MSU archivist Jessica Perkins Smith told the Jackson Free Press on Thursday that they chose to prioritize getting the Citizens Forum collection digitized, not only because researchers prize their civil-rights collections, but because time was running out for many of the recordings; some of the tapes snapped while researchers at the Northeast Document Conservation Center, who handled the digitization process, examined them.
"The tapes weren't accessible, and while we had the equipment to listen to them on, some of them were falling apart, and once they were examined, it became clear that they really were degrading," Perkins Smith said.
MSU Libraries obtained the grant. The collection, though, includes more than 400 tapes. The $25,000 grant was just enough to digitize about 270 of them, so Perkins Smith had to select which ones were the most important. She prioritized taped interviews with Mississippians. The NEDCC used what they call a "minimal touch" technology to digitize the tapes while causing as little additional wear as possible, and returned them to MSU on a harddrive.
Perkins Smith said she is excited about what the digitized tapes will offer researchers. Listening to them, she says, is a different experience from reading transcripts. At the beginning of most of the recordings, she points out, listeners can hear "Dixie" playing as an intro to the program.
On the tapes, she said, are discussions of topics that are still pertinent today, like voting rights, the power of the Supreme Court, education and civil rights.
"So much has been written about civil rights and about the Jim Crow era in Mississippi," Perkins Smith said. "But these tapes show you not only what segregationists were thinking, but what conservatives were talking about in the 1960s."
Throughout the 1960s and into the 1970s, the Citizens Council fought efforts to desegregate at every turn.
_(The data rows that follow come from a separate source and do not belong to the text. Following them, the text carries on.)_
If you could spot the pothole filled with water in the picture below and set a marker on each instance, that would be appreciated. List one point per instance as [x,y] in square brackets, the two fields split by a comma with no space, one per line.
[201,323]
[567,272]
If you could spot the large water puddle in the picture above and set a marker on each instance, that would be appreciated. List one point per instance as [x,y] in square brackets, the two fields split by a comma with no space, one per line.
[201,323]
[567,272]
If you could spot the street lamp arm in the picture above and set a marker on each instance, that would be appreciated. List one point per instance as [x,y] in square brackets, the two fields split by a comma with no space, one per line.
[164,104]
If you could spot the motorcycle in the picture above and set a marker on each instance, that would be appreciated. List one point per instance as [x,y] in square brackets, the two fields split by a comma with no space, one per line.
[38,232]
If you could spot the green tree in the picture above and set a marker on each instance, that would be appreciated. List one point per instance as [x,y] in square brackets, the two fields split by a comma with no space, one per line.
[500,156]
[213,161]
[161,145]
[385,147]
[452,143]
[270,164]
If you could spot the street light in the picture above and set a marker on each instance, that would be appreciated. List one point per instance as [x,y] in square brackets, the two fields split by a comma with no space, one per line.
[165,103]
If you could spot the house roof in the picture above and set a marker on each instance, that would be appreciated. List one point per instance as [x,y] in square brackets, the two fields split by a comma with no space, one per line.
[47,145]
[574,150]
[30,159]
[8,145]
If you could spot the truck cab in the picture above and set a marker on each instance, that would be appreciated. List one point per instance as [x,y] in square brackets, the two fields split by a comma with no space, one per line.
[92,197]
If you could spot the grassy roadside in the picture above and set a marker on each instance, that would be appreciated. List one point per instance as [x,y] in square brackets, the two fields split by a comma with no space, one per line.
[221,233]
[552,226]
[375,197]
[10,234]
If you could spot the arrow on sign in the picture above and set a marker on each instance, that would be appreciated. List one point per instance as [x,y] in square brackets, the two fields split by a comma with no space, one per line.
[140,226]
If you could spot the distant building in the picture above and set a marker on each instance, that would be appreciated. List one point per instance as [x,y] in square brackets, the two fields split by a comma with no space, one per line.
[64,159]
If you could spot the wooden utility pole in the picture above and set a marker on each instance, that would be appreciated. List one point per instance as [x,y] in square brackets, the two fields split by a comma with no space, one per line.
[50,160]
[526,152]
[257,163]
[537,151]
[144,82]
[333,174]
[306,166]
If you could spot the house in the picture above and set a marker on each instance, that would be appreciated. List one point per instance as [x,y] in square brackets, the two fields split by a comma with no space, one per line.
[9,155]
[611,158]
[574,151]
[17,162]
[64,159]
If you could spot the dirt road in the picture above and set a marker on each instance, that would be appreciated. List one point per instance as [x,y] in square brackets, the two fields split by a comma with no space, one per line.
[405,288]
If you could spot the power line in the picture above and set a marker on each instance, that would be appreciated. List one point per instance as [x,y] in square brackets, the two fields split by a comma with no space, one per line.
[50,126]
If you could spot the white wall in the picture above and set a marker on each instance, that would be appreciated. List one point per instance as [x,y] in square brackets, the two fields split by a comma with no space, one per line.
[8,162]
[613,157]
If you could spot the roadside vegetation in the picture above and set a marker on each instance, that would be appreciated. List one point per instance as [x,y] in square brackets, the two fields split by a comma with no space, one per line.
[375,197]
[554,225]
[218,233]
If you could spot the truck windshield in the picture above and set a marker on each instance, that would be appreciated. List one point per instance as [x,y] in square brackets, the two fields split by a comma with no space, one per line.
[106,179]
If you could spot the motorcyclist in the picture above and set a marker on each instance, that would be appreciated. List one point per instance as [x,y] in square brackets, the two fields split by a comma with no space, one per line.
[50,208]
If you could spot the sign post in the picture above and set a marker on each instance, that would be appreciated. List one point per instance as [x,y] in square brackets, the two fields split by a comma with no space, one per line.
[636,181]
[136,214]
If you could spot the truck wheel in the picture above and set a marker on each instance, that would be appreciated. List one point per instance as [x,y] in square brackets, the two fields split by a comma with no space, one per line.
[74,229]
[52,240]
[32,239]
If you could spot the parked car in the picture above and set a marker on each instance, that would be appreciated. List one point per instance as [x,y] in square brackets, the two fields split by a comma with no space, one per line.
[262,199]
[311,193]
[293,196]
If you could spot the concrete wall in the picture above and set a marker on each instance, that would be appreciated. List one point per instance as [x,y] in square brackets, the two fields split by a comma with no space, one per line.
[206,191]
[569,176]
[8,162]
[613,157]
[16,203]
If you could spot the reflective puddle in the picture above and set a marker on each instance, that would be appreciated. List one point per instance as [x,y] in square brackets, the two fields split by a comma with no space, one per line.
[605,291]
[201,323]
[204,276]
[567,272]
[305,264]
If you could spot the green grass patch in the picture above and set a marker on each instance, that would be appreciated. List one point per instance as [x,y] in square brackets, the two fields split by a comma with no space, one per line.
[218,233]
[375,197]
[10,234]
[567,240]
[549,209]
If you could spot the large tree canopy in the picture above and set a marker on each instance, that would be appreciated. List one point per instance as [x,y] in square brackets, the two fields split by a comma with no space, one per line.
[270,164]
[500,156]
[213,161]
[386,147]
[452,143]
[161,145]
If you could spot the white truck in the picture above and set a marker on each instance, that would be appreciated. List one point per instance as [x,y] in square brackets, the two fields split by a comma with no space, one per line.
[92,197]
After the Supreme Court ordered the integration of public schools, they set up and helped fund several private, all-white academies in Mississippi. Current Gov. Phil Bryant attended and graduated from one of them: Council McCluer High School, which is now Hillcrest Christian School, in Jackson.
Perkins Smith and Cunetto said they hope to eventually obtain the funds needed to digitize the rest of the tapes in the collection, too. The collection is available online at lib.msstate.edu.
Since the 1990s, several Mississippi politicians, including former Gov. Haley Barbour and current U.S. Sen. Roger Wicker, have attended rallies held by the Council of Conservative Citizens, an offshoot of the Citizens Council. Both organizations espoused "scientific racism," the erroneous belief that black people are mentally and biologically inferior to white people. The original Citizens Council shut its doors in 1989.